Sera looked at the photographs. At his face. At the door that was supposedly unlocked. She thought about what choosing here meant. It meant proximity. It meant being inside his world instead of outside it, waiting to see if he would come for her.
"What do you want from me?" she asked.
"Two weeks. Stay here for two weeks while I locate and remove everyone who's targeting both of us. I'll give you the full picture so you can make decisions with real information. That's more than anyone else in my life has ever gotten."
He paused.
"In return, I want one thing. Tell me the truth. The way you did in court. About what you see here. About what you think of my choices. About all of it. No performance. No softening things for my benefit. Just the truth."
It was a simple offer. Too simple. Nothing in her life had ever been simple.
"And if I want to leave before two weeks?"
"You leave. Tonight. Tomorrow. Whenever. That's not negotiable."
She looked at the unlocked door again. She thought about the photographs of herself walking home at night. She thought about a woman pretending to be social services, gathering her schedule.
She thought about being alone.
"I'll stay," Sera said.
He nodded once like that had been the expected answer. He stood and cleared the dishes without asking her to help. Professional. Clean. Exactly the kind of distance a man puts between himself and a woman he's been watching for two years.
He was at the kitchen counter when she saw him.
Vincent Luca stood thirty feet away, just visible through the glass office wall that separated the main living space from Dante's workspace. He was watching her. Not Dante. Her.
His expression was perfectly neutral except for his eyes. She had spent enough time in courtrooms to recognize that look. It was the face of someone calculating what you were worth.
It was the face of someone deciding if you were useful or dangerous.
Vincent looked at her for exactly five seconds. Then he turned and walked out of sight.
Sera's pulse was loud in her ears.
"Who was that?" she asked.
Dante didn't turn around. "My underboss. He'll expect you to explain yourself soon enough."
She waited for more information. Nothing came.
"Does he know why I'm here?"
"No. That's something we're going to figure out together."
He turned to face her and she saw something shift in his expression. Not softness. Something harder than that. Something that looked like a man making a choice he knew might cost him.
"Tonight you're my security consultant. Tomorrow you're something else. But right now, you're here. And Vincent Luca just watched you make the decision to stay. That matters more than you understand."

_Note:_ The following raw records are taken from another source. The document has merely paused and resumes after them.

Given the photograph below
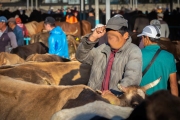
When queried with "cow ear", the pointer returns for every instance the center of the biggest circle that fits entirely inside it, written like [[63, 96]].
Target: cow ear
[[122, 88], [4, 62], [99, 91], [150, 85], [141, 93]]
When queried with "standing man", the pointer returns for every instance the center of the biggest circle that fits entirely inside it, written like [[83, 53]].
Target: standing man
[[118, 61], [7, 37], [163, 66], [17, 31], [57, 41]]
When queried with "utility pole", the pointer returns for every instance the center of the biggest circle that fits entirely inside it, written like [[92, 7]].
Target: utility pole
[[107, 10], [97, 12]]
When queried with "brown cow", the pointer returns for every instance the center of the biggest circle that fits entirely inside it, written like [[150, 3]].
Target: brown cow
[[131, 97], [58, 73], [161, 105], [10, 59], [21, 100], [46, 58]]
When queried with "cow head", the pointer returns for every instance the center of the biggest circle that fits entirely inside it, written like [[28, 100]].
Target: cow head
[[134, 95], [131, 97]]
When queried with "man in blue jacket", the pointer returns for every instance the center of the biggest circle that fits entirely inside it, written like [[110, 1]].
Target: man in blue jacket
[[57, 42]]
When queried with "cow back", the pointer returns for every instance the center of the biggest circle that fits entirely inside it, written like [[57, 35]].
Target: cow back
[[9, 59], [46, 58], [33, 102], [70, 29]]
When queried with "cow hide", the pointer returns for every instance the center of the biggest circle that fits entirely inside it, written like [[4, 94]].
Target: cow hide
[[21, 100], [10, 59], [88, 111]]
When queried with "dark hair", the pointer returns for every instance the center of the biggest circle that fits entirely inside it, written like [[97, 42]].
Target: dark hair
[[51, 24], [123, 30]]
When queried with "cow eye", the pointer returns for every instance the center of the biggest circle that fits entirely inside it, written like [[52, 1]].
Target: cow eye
[[135, 104]]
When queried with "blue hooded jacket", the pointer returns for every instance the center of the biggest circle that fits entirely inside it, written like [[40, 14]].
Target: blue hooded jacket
[[58, 44]]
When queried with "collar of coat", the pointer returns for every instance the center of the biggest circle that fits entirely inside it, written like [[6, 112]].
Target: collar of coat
[[107, 49]]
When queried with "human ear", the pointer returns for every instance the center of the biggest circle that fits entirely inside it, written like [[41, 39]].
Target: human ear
[[126, 35]]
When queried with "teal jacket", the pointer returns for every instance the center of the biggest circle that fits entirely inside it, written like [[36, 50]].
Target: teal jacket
[[58, 44]]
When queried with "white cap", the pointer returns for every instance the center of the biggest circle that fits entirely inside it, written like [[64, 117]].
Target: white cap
[[151, 31], [98, 25]]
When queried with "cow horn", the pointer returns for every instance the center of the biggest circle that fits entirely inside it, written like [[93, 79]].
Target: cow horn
[[150, 85], [73, 33]]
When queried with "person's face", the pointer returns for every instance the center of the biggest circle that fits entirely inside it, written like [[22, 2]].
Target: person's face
[[2, 24], [145, 41], [75, 14], [10, 24], [47, 27], [115, 39]]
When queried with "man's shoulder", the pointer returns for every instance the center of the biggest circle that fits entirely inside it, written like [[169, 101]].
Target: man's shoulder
[[166, 53], [133, 46]]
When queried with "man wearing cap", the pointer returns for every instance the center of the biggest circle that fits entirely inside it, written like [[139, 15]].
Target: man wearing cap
[[57, 41], [164, 26], [166, 69], [17, 31], [102, 39], [7, 37], [118, 61]]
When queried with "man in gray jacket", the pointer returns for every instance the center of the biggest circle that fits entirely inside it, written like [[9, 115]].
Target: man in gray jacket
[[118, 61]]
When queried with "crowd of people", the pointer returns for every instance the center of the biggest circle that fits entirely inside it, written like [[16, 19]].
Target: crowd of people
[[117, 59]]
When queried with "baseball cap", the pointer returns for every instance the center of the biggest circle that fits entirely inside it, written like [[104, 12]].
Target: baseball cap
[[18, 20], [116, 22], [12, 20], [160, 15], [98, 25], [150, 31], [50, 20], [3, 19], [156, 23]]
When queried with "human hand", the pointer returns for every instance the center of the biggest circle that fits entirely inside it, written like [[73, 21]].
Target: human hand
[[97, 33], [110, 97]]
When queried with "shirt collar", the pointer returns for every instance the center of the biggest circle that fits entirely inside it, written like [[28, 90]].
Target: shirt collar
[[155, 46]]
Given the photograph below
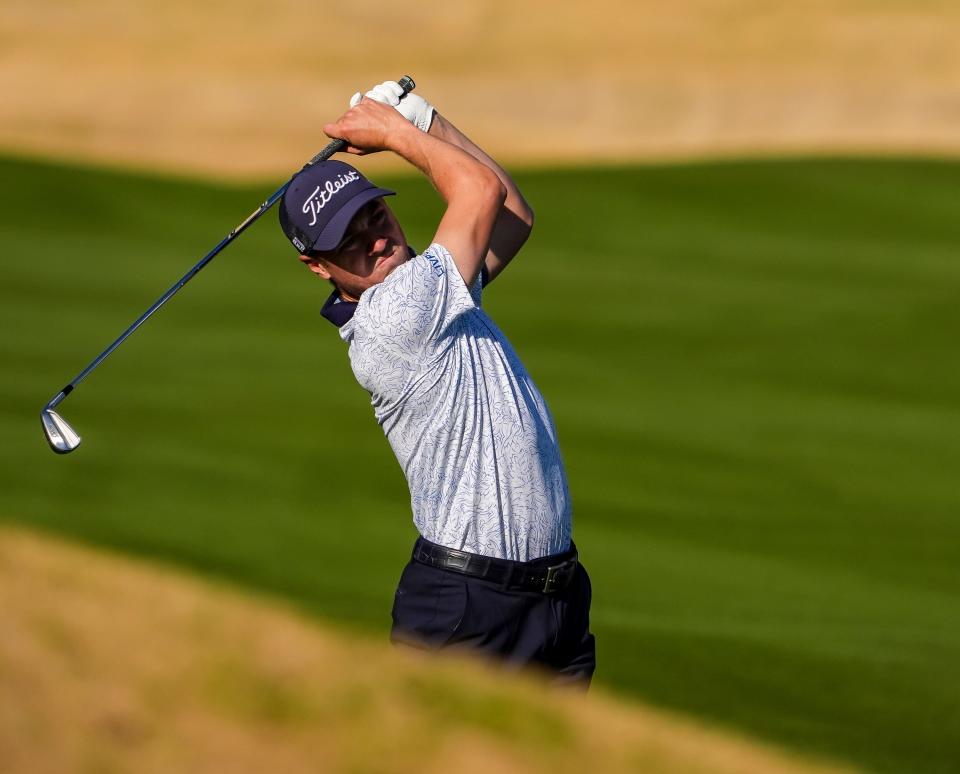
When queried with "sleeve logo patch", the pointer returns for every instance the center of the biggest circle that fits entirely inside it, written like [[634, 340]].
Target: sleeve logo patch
[[435, 263]]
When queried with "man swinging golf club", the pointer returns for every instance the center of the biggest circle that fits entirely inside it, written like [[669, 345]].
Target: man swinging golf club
[[494, 569]]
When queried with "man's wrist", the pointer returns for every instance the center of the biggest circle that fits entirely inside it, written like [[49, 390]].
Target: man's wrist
[[401, 140]]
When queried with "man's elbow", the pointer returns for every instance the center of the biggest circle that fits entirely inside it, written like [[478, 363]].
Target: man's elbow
[[492, 190]]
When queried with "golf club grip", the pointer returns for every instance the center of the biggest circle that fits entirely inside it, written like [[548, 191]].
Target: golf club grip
[[335, 146]]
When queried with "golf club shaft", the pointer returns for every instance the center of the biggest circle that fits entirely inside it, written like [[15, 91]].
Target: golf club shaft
[[334, 146]]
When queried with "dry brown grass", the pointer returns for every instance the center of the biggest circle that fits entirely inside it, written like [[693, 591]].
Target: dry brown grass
[[111, 666], [242, 87]]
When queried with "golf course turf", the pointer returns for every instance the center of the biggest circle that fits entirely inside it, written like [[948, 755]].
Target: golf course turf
[[753, 370]]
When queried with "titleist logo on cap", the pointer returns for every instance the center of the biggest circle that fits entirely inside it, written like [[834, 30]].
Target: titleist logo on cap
[[323, 194]]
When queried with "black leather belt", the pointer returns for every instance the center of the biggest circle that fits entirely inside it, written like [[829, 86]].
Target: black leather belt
[[547, 575]]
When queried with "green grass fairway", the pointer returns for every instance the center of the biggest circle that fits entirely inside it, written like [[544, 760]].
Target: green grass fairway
[[754, 371]]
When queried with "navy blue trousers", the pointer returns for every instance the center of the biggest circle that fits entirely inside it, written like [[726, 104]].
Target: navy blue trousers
[[436, 608]]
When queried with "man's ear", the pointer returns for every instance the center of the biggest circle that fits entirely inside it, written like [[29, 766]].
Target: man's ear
[[315, 265]]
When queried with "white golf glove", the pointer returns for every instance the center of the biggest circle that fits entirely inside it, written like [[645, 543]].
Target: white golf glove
[[413, 107]]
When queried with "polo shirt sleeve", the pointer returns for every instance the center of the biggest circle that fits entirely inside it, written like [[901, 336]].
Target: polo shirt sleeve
[[420, 301]]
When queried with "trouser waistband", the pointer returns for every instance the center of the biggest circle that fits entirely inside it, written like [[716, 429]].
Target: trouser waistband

He walked past her toward the hallway.
"Your room is the second door on the left. There's a lock on the inside. Use it if you need to. Tomorrow we start planning how to end this."
Sera sat at the table alone, the city lights spreading below her like a map of every place she wasn't safe.
Vincent's eyes came back to her. That calculating stare. That moment of assessment.
She had testified against one criminal to save herself.
Now she was living with him while another man decided whether she was worth keeping alive.